I thought they were the same, just different names. Let me make question more precise:
Let $G$ be any linear algebraic group over a p-adic field $\mathbb{Q}_p$, is $G$ a p-adic Lie group w.r.t. the analytic topology from $\mathbb{Q}_p$ in the sense of Peter Schneider? If this is the case, Does the Lie algebra from the algebraic group coincide with the Lie algebra from the Lie group?
As far as I can see this is true for real number case.
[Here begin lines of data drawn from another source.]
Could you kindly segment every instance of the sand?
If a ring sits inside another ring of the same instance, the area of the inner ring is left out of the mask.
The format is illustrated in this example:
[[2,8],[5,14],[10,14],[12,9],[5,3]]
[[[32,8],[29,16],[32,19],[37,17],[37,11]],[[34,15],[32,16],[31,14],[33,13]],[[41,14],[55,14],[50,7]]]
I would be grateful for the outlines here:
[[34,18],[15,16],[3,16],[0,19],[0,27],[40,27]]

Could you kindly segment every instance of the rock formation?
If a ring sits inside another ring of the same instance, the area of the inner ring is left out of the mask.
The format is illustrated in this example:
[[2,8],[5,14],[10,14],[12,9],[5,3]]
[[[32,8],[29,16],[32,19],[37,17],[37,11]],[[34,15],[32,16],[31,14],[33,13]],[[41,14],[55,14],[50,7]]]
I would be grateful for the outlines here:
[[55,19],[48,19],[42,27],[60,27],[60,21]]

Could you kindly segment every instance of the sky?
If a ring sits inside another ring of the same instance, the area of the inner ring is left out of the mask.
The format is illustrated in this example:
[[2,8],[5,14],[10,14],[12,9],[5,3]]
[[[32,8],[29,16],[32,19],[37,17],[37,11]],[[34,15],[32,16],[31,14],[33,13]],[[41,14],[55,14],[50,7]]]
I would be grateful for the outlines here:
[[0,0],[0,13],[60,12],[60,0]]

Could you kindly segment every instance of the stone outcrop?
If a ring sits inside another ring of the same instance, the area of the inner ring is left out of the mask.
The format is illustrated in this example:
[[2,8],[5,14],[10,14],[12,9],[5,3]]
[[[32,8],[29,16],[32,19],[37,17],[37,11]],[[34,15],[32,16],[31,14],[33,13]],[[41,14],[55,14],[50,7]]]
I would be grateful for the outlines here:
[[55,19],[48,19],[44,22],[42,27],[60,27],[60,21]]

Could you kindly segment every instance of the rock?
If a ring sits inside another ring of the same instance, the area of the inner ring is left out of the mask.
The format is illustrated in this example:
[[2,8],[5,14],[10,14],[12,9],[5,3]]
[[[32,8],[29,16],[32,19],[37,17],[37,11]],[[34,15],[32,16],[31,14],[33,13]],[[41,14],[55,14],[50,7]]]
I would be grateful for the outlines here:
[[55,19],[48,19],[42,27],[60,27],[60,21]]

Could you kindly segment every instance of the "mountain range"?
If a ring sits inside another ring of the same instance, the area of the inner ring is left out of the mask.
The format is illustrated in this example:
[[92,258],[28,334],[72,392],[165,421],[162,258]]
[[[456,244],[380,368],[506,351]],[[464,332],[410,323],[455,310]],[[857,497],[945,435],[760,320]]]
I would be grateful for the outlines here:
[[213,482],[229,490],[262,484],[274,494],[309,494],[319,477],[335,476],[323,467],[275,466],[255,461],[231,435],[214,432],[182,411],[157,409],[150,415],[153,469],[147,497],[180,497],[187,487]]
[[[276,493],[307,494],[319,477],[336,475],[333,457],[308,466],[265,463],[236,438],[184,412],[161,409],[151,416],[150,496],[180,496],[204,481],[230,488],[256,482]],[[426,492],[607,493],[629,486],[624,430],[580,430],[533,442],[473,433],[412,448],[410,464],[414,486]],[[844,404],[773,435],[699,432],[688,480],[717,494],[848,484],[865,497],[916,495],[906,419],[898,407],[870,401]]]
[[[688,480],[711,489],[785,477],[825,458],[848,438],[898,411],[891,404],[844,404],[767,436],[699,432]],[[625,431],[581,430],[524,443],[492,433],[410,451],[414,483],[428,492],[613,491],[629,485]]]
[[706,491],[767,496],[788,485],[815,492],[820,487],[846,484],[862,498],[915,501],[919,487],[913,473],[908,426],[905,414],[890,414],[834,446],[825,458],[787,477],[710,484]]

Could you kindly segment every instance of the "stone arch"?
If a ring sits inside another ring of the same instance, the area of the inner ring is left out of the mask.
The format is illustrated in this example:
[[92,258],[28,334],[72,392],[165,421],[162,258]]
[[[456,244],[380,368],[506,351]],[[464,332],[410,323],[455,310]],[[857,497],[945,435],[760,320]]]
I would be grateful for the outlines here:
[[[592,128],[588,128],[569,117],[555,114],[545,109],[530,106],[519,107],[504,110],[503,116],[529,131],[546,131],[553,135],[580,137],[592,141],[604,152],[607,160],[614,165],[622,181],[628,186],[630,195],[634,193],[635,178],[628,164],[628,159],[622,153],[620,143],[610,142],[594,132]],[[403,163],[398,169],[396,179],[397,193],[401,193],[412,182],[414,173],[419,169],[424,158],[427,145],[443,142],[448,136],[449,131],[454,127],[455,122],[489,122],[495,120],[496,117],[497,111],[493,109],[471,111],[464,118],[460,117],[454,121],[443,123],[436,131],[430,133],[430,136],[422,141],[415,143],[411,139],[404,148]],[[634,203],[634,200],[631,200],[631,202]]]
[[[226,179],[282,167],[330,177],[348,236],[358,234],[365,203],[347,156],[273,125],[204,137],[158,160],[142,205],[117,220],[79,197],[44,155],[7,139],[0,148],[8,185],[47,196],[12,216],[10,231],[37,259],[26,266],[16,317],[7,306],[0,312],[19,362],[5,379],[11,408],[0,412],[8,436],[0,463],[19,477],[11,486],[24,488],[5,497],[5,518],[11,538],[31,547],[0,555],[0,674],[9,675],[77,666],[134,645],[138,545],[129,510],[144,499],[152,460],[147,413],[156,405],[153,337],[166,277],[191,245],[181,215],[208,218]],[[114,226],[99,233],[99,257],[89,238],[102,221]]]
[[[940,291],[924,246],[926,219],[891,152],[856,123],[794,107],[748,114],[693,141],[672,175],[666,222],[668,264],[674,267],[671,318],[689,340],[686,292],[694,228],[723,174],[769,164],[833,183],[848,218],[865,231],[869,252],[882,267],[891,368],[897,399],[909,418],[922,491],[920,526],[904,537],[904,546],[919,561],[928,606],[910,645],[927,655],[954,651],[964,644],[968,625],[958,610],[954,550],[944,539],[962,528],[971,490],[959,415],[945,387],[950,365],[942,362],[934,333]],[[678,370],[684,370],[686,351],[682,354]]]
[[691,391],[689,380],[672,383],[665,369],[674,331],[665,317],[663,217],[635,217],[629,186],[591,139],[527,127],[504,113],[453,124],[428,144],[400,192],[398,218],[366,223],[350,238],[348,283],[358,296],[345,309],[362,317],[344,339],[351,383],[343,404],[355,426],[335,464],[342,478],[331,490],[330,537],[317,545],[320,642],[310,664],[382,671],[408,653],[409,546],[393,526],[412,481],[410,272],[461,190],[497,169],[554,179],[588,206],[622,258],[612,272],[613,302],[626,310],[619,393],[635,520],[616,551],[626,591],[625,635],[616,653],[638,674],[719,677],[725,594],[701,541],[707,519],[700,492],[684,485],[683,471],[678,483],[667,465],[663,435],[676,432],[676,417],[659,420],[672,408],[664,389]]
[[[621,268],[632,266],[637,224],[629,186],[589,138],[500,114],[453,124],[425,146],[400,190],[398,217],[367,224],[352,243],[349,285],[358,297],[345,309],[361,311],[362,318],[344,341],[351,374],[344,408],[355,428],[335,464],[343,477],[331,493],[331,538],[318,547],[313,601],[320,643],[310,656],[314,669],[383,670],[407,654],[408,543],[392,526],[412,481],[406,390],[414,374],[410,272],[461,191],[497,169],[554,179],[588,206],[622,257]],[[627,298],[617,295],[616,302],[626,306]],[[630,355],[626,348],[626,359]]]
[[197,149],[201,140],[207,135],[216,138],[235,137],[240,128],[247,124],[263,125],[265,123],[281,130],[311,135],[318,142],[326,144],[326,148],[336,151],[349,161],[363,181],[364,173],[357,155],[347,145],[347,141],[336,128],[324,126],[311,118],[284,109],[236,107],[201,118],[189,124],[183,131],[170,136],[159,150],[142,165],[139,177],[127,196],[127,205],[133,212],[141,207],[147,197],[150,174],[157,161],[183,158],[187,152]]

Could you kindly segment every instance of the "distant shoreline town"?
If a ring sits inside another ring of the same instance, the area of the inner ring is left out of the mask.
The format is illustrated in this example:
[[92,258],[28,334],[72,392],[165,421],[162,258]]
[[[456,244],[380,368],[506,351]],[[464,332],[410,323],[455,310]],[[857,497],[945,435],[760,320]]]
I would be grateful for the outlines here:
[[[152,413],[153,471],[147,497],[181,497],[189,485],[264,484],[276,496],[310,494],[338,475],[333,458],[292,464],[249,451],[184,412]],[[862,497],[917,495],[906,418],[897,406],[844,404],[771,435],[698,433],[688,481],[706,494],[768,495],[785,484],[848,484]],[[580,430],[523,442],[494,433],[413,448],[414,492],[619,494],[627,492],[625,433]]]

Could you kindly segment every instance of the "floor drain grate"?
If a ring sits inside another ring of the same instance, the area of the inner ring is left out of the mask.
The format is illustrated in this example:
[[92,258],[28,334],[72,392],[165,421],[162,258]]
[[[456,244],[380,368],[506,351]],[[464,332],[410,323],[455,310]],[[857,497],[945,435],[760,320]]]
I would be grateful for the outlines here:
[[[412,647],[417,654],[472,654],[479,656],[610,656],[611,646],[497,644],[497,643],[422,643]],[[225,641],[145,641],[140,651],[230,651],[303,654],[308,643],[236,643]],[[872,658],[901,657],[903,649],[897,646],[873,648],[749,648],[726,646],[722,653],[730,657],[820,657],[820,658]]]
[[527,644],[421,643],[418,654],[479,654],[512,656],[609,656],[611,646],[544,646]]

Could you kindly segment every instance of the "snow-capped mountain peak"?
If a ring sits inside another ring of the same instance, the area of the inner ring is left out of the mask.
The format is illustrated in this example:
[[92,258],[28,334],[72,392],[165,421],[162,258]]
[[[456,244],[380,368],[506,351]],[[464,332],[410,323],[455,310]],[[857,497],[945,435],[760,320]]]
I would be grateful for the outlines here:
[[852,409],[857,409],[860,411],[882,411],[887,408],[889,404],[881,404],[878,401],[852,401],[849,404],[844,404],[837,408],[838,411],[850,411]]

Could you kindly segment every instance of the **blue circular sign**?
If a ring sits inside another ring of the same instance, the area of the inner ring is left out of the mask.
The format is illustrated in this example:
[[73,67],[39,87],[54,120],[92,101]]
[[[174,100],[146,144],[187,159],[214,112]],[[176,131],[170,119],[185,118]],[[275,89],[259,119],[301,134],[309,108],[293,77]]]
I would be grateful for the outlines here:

But I'm not familiar with p-adic Lie group theory.
p-Adic Lie Groups: Peter Schneider: http://books.google.de/books?id=bjWU3GF93YQC&printsec=frontcover&dq=p-adic%20lie%20groups&hl=de&sa=X&ei=Ml83UcOILpS-9gSLnICYDA&ved=0CDQQ6AEwAA#v=onepage&q=p-adic%20lie%20groups&f=false
Best Answer
Consider the map $x\mapsto (x,e^x)$ from $p^2{\mathbb Z}_p$ into ${\mathbb Z}_p\times {\mathbb Z}_p^*$, the latter being the ${\mathbb Z}_p$ rational points of the algebraic group ${\mathbb G}_a\times {\mathbb G}_m$. The image of this map is Zariski dense and hence $p^2{\mathbb Z}_p$ is not an algebraic subgroup of the $p$-adic algebraic group ${\mathbb Z}_p\times {\mathbb Z}_p^*$.